Pourquoi les services de renseignement marocains sont si efficaces
Au lendemain des attentats de Paris, la presse nationale et internationale louent à l’unanimité l’efficacité des services marocains. Une réputation usurpée ou réelle?
Le Maroc a construit en plusieurs décennies une structure basée sur l’intelligence humaine (humint) qui lui a permis d’atteindre les performances actuelles que certains lui envient.
Les services marocains se sont dotés de nouveaux moyens technologiques de surveillance High Tech (biométrie, surveillance électronique, observation satellitaire …). Mais les spécialistes s’accordent à dire que la grande force du Royaume en matière de renseignement est d’avoir été fidèle à sa ligne de conduite privilégiant l’élément humain.
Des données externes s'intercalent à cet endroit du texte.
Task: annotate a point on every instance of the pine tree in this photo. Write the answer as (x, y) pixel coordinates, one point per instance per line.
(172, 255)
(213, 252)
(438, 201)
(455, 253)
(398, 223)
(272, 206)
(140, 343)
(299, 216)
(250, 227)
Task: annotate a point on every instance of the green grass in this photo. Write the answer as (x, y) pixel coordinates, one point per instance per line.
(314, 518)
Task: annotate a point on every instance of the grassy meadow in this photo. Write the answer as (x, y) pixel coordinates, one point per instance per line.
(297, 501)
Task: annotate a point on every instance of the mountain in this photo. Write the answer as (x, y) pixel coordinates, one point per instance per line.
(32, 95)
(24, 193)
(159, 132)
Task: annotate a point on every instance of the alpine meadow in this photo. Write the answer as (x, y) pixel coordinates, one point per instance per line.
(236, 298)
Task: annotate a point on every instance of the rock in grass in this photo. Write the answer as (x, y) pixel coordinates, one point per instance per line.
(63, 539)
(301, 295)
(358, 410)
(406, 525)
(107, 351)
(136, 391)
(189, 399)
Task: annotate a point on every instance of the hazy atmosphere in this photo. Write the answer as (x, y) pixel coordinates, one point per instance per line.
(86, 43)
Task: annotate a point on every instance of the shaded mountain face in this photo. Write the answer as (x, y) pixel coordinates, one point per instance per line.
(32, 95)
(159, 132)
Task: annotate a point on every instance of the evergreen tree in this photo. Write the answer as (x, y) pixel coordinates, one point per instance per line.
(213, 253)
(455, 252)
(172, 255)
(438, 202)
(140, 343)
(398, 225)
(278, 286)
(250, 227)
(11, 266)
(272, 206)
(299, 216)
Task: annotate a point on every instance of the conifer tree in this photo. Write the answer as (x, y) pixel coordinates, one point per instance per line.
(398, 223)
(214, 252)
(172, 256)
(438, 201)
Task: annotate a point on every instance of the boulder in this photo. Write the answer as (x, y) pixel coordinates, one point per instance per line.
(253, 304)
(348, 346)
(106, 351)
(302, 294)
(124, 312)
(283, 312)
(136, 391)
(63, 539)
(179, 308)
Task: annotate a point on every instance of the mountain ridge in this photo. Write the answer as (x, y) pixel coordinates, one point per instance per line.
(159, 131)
La proportion de ce type de renseignement représente environ 70% du total des informations collectées contre 30% par des moyens techniques.
Hormis la main invisible des agents de terrain pour recueillir de l’information, les spécificités du milieu social marocain jouent un rôle essentiel dans l’équation du recueil de données.
Cette utilisation d’éléments humains est difficilement quantifiable mais elle met à contribution toute la population du pays (gardiens de voiture, vendeurs de cigarettes au détail, cireurs de chaussures et Mokadem de quartier pour récolter des renseignements, concierges).
Au final, la multiplicité des sources humaines civiles assure un excellent maillage pour la collecte d’informations et permet une pleine couverture du territoire national.
Depuis l’indépendance, les Marocains ont développé un instinct pour détecter et répercuter aux autorités tous les éléments même anodins sortant de l’ordinaire (intrus dans le quartier).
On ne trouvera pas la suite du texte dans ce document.